Un pauvre hère

Dans la série des parias (du tamoul parayan : homme de la dernière caste des Indiens, qui est un objet de mépris et d'exécration), le pauvre hère a sa place assurée. 
« Quittez les bois, vous ferez bien,
Vos pareils y sont misérables, 
Cancres, hères et pauvres diables » 
dit le gros chien de La Fontaine au loup maigre et affamé.
Deux hypothèses sont en présence pour ce pauvre hère unique. Traditionnellement, on le fait venir de l'allemand Herr, seigneur, employé par dérision, mais pour Bloch & Wartburg, il n'est pas impossible qu'il se rattache plutôt à haire, et ce serait alors un pèlerin, un moine mendiant ou autre pénitent de choc portant la haire.
Un usage bien oublié que cette chemise en crin ou poil de chèvre, appelée aussi cilice, mise à même la peau pour se faire mal, pour se torturer, s'écorcher l'épiderme en marchant, dans la plus pure tradition masochiste appelée gaiement esprit de mortification...
Certains y ajoutaient même des clous pour être bien sûrs de leur effet ! Saint Louis, monarque passablement réactionnaire et confit en dévotion, était friand de ces plaisirs − d'où son grade posthume : 
« En l'abeïe du Lis sont les heres que St Loys portait, une faite à la manière de gardecors longue jusque desouz la ceinture, et l'autre faite à la manière de ceinture... »
Pourtant, la haire était un objet décrié depuis longtemps et le symbole de l'hypocrisie religieuse de celui qui en fait trop. Molière a repris cette notion-là dans Tartuffe : « Laurent, serrez ma haire avec ma discipline », mais la plaisanterie comme le personnage étaient traditionnels depuis des siècles. En 1125, alors que saint Louis était encore un gamin, le Roman de la Rose présente Papelardie, l'hypocrite, la bigote, la fausse marmiteuse toujours occupée :
« De fere Deu preires faintes et d'appeler et sainz et saintes [...] fu par samblant ententive* [appliquée] dont tot a bones ovres faire, et si* avoit vestue haire, [et aussi]...»

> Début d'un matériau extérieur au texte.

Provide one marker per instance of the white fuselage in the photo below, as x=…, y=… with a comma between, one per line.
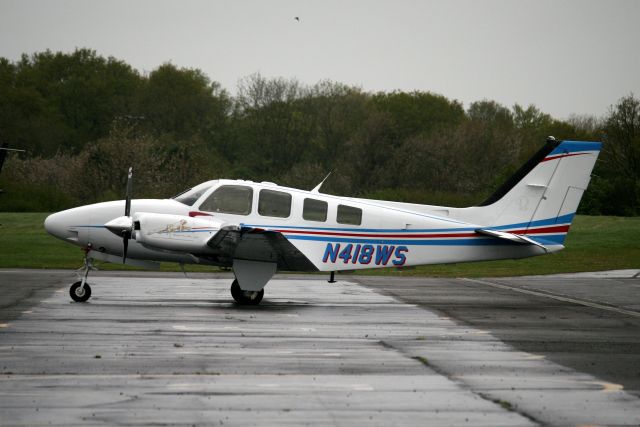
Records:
x=336, y=238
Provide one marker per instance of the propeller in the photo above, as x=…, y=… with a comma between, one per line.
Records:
x=126, y=235
x=123, y=225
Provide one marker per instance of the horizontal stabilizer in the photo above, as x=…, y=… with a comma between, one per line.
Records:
x=516, y=238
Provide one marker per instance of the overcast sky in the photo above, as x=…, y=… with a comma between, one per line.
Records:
x=563, y=56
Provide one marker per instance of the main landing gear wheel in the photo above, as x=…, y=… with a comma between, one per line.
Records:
x=245, y=297
x=80, y=293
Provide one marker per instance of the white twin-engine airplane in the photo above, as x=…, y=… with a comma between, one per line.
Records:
x=259, y=228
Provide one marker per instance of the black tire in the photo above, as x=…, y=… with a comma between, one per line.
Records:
x=245, y=297
x=79, y=294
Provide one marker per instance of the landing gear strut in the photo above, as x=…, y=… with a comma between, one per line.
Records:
x=80, y=291
x=245, y=297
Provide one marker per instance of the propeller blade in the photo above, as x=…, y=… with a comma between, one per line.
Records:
x=126, y=232
x=125, y=243
x=127, y=205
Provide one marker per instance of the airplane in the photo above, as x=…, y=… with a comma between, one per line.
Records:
x=258, y=228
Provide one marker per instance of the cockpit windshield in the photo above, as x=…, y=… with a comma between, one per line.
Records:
x=191, y=195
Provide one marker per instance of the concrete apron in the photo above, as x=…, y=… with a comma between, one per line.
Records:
x=177, y=351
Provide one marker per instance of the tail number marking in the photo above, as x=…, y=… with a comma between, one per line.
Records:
x=365, y=254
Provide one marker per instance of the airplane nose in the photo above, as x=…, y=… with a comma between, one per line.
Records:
x=59, y=225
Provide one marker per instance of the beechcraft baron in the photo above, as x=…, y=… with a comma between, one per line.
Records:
x=259, y=228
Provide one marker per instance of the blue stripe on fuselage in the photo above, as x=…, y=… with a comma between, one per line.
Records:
x=575, y=146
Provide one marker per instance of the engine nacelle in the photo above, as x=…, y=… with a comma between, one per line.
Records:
x=175, y=232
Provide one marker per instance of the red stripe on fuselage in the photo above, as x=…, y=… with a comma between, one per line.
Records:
x=553, y=229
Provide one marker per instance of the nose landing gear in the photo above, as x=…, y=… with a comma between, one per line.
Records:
x=80, y=291
x=246, y=297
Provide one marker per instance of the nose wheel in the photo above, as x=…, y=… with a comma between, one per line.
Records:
x=245, y=297
x=80, y=292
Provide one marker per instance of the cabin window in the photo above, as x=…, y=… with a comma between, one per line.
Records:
x=190, y=196
x=231, y=199
x=349, y=215
x=314, y=210
x=274, y=203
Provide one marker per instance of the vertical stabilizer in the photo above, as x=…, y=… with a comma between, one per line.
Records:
x=544, y=194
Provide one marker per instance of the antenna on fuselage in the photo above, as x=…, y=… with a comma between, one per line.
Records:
x=316, y=189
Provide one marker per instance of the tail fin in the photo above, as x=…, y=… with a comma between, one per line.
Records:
x=542, y=197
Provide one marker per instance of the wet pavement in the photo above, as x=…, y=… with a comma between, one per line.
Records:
x=162, y=349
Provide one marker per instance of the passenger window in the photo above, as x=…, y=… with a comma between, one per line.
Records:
x=349, y=215
x=232, y=199
x=314, y=210
x=274, y=203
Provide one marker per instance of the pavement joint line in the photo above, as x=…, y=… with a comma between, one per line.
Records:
x=556, y=297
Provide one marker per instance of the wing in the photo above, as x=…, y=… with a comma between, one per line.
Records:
x=256, y=244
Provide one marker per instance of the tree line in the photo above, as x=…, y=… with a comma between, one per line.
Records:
x=83, y=119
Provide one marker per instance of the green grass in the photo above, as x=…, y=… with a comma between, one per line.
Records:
x=594, y=243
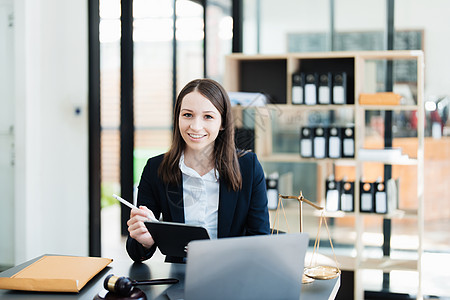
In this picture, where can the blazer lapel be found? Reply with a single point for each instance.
(175, 203)
(227, 205)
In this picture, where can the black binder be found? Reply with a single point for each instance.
(347, 196)
(324, 90)
(306, 142)
(298, 80)
(339, 91)
(272, 191)
(348, 142)
(381, 205)
(334, 142)
(320, 147)
(310, 89)
(332, 202)
(366, 197)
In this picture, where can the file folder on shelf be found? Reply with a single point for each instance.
(320, 142)
(324, 90)
(56, 274)
(332, 202)
(367, 197)
(272, 190)
(347, 196)
(348, 142)
(306, 142)
(380, 198)
(334, 142)
(340, 88)
(311, 83)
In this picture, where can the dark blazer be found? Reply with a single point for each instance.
(240, 213)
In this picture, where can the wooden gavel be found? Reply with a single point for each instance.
(123, 286)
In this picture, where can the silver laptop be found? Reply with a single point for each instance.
(256, 267)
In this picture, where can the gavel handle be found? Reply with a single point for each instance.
(156, 281)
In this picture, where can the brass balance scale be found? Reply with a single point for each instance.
(313, 271)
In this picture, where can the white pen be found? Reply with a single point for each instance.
(125, 202)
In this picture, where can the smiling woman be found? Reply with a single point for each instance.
(203, 179)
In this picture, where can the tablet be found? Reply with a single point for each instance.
(172, 238)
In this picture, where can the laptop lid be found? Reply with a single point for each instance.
(255, 267)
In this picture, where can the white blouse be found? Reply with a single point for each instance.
(201, 198)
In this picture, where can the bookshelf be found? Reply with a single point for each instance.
(277, 123)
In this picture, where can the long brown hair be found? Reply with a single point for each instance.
(226, 159)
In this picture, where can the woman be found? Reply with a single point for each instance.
(202, 179)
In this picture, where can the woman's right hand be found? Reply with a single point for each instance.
(137, 228)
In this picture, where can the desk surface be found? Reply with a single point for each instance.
(153, 268)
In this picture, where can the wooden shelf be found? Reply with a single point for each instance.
(272, 75)
(387, 264)
(389, 107)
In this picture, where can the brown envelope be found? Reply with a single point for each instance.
(56, 274)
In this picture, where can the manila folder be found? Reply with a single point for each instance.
(56, 274)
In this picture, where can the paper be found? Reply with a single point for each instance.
(56, 274)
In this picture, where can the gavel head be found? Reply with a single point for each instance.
(119, 285)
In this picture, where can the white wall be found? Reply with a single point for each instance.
(51, 183)
(6, 133)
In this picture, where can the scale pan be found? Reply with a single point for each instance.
(322, 272)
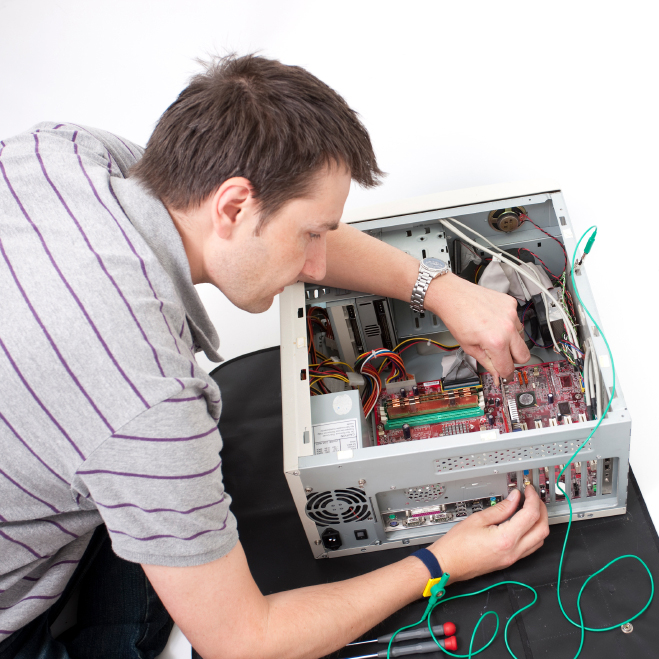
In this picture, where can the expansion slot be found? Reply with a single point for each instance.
(429, 419)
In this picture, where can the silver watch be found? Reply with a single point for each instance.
(428, 270)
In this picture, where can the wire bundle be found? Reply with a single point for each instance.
(564, 303)
(329, 368)
(364, 366)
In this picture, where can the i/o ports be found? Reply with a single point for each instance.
(413, 518)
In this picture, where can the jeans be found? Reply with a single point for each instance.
(119, 614)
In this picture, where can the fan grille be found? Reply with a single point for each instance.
(338, 507)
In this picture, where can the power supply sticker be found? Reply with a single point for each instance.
(335, 436)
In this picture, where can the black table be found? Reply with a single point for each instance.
(280, 559)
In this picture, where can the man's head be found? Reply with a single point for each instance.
(251, 153)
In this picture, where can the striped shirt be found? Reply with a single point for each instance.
(105, 416)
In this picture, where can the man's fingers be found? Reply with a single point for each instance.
(484, 359)
(503, 510)
(531, 513)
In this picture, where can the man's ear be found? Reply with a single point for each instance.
(233, 204)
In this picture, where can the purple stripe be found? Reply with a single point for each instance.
(61, 528)
(126, 238)
(31, 597)
(167, 439)
(161, 510)
(89, 245)
(183, 400)
(165, 535)
(129, 149)
(50, 339)
(50, 469)
(37, 399)
(176, 478)
(18, 542)
(141, 260)
(68, 286)
(34, 496)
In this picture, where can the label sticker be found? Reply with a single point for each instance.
(342, 404)
(335, 436)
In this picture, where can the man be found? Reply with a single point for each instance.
(106, 422)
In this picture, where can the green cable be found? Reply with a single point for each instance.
(435, 599)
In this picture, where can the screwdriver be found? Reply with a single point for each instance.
(450, 644)
(447, 629)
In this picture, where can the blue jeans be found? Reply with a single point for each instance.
(119, 614)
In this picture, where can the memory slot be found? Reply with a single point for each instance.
(429, 419)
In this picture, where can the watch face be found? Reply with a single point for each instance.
(434, 264)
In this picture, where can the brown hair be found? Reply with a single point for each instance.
(275, 125)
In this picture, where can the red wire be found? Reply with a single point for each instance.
(526, 217)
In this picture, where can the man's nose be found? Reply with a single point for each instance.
(315, 267)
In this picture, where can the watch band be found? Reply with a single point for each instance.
(430, 561)
(420, 289)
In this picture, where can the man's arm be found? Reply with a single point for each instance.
(483, 321)
(220, 609)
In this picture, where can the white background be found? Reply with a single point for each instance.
(454, 94)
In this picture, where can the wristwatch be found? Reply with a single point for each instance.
(428, 270)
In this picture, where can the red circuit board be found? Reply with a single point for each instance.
(530, 392)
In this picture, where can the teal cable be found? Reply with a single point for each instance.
(435, 601)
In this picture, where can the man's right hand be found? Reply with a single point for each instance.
(494, 538)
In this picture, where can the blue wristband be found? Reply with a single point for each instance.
(430, 561)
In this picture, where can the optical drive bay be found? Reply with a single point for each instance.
(411, 480)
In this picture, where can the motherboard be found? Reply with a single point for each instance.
(538, 396)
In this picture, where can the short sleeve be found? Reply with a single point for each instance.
(157, 483)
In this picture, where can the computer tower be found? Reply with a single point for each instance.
(395, 486)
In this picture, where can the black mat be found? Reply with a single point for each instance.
(280, 558)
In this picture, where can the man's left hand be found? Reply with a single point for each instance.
(482, 321)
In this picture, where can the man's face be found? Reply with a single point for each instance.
(290, 247)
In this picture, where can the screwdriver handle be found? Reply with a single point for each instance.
(447, 629)
(416, 648)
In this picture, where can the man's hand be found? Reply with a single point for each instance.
(482, 321)
(494, 538)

En tout cas c'est bien dans le sens de pèlerin, de moine errant, et faux dévot, que Rabelais emploie le mot. Il défend l'entrée de son abbaye de Thélème à beaucoup de gens, mais en tout premier lieu il est écrit sur la porte :
« Cy n'entrez pas, hypocrites, bigots... Ny ostrogotz, precurseurs des magotz* [singes hypocrites] Haires, cagotz, caffars empantouflez, Geux mitouflez, frapars escorniflez*, [moines mendiants] Befflez, enflez, fagoteurs de tabus, etc. » 
Gargantua, chap. XXII
Il est vrai qu'il emploie aussi par ailleurs pauvre haire pour désigner un pénis ! Panurge ayant manqué d'être rôti à la broche par les Turcs raconte : 
« Un jeune Tudesque [...] regardoit mon pauvre haire esmouché, comment il s'estoit retiré au feu ; car il ne me alloit que jusques sur les genoulx »
Pantagruel, chap. II 
À moins que justement, son vit, avec son capuchon, ne lui fasse penser à un moine !!! Enfin, le pauvre hère est un minable. À la même époque, Bonaventure Des Périers parle d'un « renard qu'il avait fait nourrir petit ; et lui avait-on fait couper la queue, et pour cela l'appelait-on pauvre haire. »
Remarque pratique, qui peut rendre service à certains : « Here, est aussi un jeu de cartes, où l'on ne donne qu'une carte à chaque personne. On la peut changer contre son voisin, & celui à qui la plus basse carte demeure perd le coup. Le here est le jeu des pères de famille, parcequ'ils y font joüer jusqu'aux plus petits enfans », Furetière.